Saturday, October 3, 2015

PCP's Movie Pick for October: Goon (2012)

My movie pick for October is a less challenging film to watch than last month's. It's definitely funnier and more crowd pleasing, but there's definitely some things in there to pay attention to.

Goon (2012)

 "I'm here to do whatever they need me to do. If they need me to bleed, then I'll bleed for my team."

Alright, alright, hear me out for a second on this one. On the surface this film looks like a goofy sport's comedy starring Stiffler from American Pie, American Pie 2, American Wedding, American Reunion, American Pie: The Reckoning, and American Pie in Space, but if you actually take the time to sit down and watch it there's way more to it than you might think. Beneath the story of a bouncer turned minor league hockey thug, there's deep themes of loyalty to your team, respect for your opponent, and a recurring theme that comes up time and time again at YMT when discussing the extra "it" factor that makes good fighters great: Grit.

Goon stars Sean William Scott as Doug Glatt, a kind-hearted, simple-minded bouncer who never really knew his place in life until, after knocking out an angry player at a hockey game, it is discovered that he's "been bless with the fist of God". Thus, he is convinced to try out for a minor league hockey team to fill the position of enforcer. His grit, determination, and willingness to fight for his team (taking serious damage if necessary) gets him noticed, and he is soon drafted to a Triple A hockey team to protect their star player. Glatt's main opposition comes from Ross "The Boss" Rhea (played by a scene stealing Liev Schreiber), a veteran enforcer on the verge of retirement. Rhea is considered the scariest player in the league, and represents the old guard of enforcers. Spoilers: The two end up fighting in the last game of the season. Now, what stands out to me about this movie is how these two characters, despite being made into rivals by circumstance and pressure (a newspaper article titled "Why Doug Glatt and Ross Rhea Must Fight", for example), still have the utmost respect for each other as athletes and understand that fighting each other is their job, and not at all personal. I'll let you draw your own parallel's between that and our sport.
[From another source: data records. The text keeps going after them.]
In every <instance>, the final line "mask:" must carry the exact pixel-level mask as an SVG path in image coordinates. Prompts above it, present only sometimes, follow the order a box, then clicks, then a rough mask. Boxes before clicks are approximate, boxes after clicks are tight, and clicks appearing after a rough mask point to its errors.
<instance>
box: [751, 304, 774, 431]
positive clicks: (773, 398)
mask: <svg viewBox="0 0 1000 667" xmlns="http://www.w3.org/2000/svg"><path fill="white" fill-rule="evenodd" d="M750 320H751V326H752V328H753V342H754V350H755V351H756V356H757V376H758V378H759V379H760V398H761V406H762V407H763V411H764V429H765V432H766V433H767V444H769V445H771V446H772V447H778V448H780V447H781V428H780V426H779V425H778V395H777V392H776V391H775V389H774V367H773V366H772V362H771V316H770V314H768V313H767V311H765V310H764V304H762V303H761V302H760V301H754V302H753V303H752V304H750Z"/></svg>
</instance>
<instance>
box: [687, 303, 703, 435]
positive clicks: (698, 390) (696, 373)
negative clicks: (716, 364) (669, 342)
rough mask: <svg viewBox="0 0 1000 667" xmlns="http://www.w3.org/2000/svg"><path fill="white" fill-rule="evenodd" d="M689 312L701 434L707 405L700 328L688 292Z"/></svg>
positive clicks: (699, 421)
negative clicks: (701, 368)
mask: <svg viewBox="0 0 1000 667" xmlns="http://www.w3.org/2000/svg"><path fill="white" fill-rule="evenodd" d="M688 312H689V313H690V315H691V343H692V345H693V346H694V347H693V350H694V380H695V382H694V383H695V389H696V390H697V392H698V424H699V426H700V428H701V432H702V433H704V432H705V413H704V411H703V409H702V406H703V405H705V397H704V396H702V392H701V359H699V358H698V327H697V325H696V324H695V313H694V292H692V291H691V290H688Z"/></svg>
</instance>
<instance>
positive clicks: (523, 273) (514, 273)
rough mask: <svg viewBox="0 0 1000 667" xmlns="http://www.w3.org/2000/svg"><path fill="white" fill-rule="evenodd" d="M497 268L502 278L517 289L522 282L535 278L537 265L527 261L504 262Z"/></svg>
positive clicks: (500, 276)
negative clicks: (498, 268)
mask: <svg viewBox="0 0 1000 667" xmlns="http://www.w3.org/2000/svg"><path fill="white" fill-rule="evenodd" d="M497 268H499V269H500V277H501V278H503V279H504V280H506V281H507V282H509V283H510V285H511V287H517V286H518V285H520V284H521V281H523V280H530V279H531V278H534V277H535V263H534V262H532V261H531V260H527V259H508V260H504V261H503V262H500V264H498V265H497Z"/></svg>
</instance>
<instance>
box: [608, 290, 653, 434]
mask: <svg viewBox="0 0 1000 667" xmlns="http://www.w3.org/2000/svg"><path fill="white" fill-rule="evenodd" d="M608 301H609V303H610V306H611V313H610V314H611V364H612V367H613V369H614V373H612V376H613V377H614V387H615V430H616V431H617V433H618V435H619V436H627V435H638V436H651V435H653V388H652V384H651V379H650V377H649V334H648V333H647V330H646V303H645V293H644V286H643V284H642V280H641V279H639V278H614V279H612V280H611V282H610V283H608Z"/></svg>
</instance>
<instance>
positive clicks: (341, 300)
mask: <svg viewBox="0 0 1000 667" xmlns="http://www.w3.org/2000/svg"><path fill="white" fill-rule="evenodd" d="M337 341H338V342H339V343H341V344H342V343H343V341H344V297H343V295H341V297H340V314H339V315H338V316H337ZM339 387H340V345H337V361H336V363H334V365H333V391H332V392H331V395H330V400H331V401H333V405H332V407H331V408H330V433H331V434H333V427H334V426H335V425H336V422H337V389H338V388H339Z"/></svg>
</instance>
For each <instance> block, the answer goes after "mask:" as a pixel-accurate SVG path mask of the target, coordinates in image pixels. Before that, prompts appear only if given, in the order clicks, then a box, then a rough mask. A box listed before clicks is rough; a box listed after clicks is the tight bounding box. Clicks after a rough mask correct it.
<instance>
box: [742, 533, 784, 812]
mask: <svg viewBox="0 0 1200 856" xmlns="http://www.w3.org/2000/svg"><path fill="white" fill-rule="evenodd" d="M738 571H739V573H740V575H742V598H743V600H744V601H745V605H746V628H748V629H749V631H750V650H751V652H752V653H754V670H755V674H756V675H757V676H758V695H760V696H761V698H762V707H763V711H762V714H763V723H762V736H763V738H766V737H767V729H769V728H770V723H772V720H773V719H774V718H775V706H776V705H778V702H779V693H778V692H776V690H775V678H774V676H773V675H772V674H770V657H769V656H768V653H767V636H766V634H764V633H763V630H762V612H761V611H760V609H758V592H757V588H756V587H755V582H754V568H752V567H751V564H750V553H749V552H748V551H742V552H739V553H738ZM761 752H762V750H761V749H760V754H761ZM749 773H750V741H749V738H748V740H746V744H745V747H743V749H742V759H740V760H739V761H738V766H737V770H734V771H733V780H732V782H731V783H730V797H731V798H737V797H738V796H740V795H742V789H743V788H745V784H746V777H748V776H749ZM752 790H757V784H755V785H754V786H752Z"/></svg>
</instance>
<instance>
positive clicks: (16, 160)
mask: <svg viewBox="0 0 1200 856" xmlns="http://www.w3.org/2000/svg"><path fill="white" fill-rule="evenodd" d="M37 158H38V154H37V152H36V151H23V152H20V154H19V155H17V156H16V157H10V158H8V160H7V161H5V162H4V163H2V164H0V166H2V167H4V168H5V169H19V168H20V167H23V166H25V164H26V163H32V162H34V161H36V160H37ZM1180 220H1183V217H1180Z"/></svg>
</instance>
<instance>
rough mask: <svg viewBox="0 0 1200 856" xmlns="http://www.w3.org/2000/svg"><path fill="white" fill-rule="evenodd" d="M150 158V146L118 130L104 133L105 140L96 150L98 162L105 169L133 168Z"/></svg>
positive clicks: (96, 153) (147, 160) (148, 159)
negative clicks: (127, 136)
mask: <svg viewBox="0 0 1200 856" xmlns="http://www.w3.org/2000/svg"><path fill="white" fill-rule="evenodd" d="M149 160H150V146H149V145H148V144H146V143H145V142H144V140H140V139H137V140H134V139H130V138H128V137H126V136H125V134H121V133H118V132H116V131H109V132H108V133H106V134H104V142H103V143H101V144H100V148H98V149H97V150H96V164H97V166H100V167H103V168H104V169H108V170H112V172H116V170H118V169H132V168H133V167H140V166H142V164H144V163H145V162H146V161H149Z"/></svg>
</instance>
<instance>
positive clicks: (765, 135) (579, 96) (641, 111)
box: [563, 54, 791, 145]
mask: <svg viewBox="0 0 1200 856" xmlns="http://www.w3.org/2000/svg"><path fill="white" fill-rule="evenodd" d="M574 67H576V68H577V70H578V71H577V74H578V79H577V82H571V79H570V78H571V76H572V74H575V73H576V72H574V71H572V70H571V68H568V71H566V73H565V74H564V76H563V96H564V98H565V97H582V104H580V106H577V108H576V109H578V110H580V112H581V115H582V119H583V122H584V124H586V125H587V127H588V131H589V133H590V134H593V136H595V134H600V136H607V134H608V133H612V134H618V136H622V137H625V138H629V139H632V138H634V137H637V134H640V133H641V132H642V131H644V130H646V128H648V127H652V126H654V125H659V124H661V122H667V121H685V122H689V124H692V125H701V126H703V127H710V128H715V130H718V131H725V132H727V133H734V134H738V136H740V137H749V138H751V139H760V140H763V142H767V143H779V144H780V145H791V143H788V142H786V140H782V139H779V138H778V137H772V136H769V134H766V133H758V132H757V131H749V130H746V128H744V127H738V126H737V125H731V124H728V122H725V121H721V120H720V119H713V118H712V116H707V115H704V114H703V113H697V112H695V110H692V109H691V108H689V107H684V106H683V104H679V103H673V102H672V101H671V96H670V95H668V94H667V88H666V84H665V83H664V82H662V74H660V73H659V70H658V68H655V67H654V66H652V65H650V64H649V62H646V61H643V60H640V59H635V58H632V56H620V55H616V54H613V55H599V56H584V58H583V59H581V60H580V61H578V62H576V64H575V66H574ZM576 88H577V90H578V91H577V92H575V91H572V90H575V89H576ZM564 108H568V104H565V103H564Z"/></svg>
Plus the locker-room banter in this movie is hilarious. Check it out, if you've never heard of it then you won't be disappointed.

1 comment:

  1. <a href="</a>Martin Kragh is a researcher at the Uppsala Centre for Russian and Eurasian Studies. He defended his PhD at the Stockholm School of Economics in 2009, and specializes in the economic and political history of Russia and the former USSR. Kragh has also done research on the history of economic thought, and has written a textbook (in Swedish) on the topic.